Dis-moi, Seigneur, quel artiste pourrait égaler la façon dont tu inventes couleur sur couleur à l’infini ?
«Au ras des collines du côté de la chapelle la promesse de l’aube prend toutes les teintes de l’orange et de l’or ; au couchant, derrière la ville que nous surplombons le ciel moutonné s’embrase de flammes roses, mauves et de lumière. Comment fais-tu pour que midi jouant dans les feuillages des arbres, les dégradés du vert se multiplient comme sous un pinceau enchanteur ? Et quand le vent s’en mêle, naît, sous nos yeux émerveillés une danse chatoyante d’argent et d’émeraude.
Et comment ne pas s’extasier des mains du Créateur faisant surgir la soie et le velours pour le pétale des fleurs ! Elles ne tissent ni ne filent et Salomon dans toute sa gloire n’a jamais été vêtu comme l’une d’elles (Mt 6, 28-29).
François d’Assise savait dans une belle chose contempler le Très Beau et il poursuivait à la trace son Bien Aimé en tout lieu de sa création. Comme on le comprend, dès que l’on se donne le temps d’admirer, de recevoir le message ainsi livré ! pas de parole dans ce récit, pas de voix qui s’entende, mais sur toute la terre en paraît le message (psaume 18).
Claire d’Assise exhortait ses sœurs à louer Dieu chaque fois qu’elles verraient de beaux arbres feuillus et de même à la vue de toutes les créatures. C’est à la création que Claire emprunte des images parlantes pour décrire à sa correspondante Agnès de Prague, les prévenances de l’amour du Christ : le printemps, le soleil, la lune, les routes et la poussière du chemin, les fleurs, la terre, les perles, les pierres précieuses et les parfums sont requis tour à tour pour brosser les portraits de l’Aimé et de l’aimée, du mystère de notre Rédemption et de notre vocation.
Il faudrait mentionner les éléments, symbole des dons de Dieu : par exemple, l’eau qualifiée par François de sœur, utile et humble, précieuse et chaste (dans le Cantique de frère soleil) dont Claire s’inondait chaque jour après qu’elle fut bénie, au souvenir de l’eau sortie du côté du Christ. Non seulement la création reflète la beauté du Créateur et nous incite à le louer, mais elle est aussi le langage de sa Sagesse. Jésus y a puisé nombre de paraboles pour décrire le Royaume et François d’Assise, parcourant la campagne d’Assise pour y prêcher l’Evangile renoue avec les créatures le dialogue interrompu par le péché de l’homme, dans la grâce de la réconciliation apportée par le Christ. L’obéissance des créatures à leur mission propre l’impressionnait et le défiait d’être aussi fidèle qu’elles aux ordres du Créateur.

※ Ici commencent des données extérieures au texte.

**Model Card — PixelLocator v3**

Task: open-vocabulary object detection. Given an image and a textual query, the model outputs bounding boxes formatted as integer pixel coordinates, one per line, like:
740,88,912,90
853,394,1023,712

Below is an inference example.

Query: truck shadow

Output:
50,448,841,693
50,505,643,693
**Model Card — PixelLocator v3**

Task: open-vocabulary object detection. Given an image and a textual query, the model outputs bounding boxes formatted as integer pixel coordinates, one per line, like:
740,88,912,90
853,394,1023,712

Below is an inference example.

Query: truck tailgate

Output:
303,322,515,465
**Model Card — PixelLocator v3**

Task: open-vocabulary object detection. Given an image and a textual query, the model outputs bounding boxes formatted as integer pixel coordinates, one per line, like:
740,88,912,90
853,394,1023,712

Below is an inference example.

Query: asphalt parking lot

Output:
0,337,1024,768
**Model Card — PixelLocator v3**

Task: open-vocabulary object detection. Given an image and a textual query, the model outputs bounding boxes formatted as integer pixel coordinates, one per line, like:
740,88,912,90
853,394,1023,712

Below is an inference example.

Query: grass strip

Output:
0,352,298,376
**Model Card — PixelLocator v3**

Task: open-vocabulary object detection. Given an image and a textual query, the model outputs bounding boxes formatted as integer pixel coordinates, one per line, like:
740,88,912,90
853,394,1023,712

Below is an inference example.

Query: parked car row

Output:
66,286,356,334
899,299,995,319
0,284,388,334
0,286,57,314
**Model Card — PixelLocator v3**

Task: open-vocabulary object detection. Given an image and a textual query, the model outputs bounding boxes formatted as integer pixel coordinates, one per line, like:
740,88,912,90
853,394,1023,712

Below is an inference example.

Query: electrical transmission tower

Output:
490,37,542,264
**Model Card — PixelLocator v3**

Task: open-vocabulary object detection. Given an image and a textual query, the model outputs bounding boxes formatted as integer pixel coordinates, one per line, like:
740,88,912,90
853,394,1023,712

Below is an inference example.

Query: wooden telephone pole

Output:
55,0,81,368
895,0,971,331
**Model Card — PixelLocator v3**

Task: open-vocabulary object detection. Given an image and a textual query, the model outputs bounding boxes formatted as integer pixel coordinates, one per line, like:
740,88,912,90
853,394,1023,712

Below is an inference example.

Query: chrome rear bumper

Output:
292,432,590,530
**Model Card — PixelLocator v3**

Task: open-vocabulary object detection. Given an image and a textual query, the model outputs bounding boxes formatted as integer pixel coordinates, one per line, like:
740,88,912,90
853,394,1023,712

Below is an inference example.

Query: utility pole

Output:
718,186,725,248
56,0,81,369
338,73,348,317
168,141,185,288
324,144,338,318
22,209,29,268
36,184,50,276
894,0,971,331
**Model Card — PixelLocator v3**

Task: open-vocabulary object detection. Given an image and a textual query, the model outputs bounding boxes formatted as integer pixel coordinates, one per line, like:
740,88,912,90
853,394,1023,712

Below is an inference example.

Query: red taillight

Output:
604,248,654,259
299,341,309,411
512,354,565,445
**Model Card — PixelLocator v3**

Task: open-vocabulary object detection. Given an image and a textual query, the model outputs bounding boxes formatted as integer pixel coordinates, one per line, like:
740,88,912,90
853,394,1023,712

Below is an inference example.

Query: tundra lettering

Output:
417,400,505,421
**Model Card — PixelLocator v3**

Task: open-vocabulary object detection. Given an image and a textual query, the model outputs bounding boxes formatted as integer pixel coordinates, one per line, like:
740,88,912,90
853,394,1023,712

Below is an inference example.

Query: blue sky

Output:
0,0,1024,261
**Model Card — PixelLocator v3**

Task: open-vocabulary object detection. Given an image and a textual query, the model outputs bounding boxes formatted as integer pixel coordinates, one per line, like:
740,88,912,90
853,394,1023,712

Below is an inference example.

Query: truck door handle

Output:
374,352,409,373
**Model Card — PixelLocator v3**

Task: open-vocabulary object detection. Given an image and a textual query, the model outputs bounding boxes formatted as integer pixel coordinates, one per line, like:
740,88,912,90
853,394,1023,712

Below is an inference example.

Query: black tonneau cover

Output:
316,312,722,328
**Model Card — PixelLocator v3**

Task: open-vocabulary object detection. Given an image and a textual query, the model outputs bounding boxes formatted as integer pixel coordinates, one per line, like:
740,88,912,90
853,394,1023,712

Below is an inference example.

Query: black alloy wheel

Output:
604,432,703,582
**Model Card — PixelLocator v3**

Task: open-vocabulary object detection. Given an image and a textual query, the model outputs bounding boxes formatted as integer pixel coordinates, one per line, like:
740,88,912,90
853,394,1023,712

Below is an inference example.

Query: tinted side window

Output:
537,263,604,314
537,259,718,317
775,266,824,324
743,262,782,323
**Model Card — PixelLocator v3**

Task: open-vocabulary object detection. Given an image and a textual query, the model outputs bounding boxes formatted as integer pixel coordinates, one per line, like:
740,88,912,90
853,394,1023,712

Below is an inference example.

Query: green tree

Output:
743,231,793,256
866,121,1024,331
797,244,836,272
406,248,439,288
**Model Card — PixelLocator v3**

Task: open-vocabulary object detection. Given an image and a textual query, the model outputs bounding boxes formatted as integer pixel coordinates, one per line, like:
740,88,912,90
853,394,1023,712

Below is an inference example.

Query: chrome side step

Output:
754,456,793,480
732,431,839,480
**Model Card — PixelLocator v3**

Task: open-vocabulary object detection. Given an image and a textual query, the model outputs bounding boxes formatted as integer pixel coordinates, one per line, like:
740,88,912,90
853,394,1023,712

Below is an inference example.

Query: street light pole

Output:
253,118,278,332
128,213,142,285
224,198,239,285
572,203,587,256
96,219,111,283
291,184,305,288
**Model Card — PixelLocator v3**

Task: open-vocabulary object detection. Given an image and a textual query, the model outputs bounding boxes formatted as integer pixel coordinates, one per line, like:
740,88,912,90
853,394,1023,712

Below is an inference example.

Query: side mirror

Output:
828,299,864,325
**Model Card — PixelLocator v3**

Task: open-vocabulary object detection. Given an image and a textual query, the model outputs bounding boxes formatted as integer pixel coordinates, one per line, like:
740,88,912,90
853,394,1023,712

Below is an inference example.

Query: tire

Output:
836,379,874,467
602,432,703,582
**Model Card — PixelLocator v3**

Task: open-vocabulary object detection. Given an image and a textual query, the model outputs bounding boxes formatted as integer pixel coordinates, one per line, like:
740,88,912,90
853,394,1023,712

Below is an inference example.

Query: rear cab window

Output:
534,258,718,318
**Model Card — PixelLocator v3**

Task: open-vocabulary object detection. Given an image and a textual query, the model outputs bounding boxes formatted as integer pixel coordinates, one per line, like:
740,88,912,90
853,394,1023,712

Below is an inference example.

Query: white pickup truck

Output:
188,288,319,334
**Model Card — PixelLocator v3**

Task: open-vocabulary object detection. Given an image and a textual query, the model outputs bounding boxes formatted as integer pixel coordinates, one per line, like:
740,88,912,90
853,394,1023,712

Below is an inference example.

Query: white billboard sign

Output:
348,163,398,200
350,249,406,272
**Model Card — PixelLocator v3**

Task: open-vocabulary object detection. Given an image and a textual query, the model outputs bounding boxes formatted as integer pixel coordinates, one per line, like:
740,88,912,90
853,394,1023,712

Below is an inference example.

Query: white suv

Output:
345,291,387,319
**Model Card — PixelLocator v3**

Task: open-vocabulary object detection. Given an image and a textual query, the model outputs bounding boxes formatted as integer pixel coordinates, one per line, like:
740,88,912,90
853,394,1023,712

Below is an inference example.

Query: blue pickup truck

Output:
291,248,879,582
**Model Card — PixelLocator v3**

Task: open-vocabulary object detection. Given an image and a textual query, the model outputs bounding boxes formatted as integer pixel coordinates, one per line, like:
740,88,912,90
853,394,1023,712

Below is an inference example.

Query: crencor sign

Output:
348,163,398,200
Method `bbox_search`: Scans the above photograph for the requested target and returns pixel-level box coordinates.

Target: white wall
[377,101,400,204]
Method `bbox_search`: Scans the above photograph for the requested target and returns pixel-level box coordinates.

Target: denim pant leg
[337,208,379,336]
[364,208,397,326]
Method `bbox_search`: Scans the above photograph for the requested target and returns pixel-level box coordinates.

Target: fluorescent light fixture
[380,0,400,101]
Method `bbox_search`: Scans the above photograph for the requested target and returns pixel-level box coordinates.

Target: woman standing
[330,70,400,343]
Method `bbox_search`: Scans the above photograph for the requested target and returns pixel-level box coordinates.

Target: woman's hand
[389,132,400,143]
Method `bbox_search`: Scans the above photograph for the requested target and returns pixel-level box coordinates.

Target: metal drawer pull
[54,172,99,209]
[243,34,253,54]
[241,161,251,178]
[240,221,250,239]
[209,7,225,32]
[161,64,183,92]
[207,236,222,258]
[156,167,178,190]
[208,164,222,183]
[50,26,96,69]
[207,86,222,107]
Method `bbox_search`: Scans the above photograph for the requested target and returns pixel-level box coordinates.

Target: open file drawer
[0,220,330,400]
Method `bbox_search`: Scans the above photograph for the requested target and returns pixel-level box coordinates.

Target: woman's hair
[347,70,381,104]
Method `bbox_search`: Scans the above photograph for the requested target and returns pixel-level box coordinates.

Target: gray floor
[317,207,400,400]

Ainsi les alouettes nous stimulent à la louange du Très Haut, l’agneau proclame l’innocence du Fils de Dieu, le vers de terre renvoie à l’anéantissement de la Passion de Jésus, les hirondelles font silence pour écouter la Parole de Dieu. Dans un monastère, la jardinière a une grande responsabilité : aider chaque sœur tandis qu’elle fait son tour de jardin quotidien à se rappeler, à la vue des roses et des capucines, des marguerites et des œillets d’Inde que Claire s’intitulait elle-même «petite plante de François» qui la jardinait avec tendresse pour la gloire de son Seigneur.»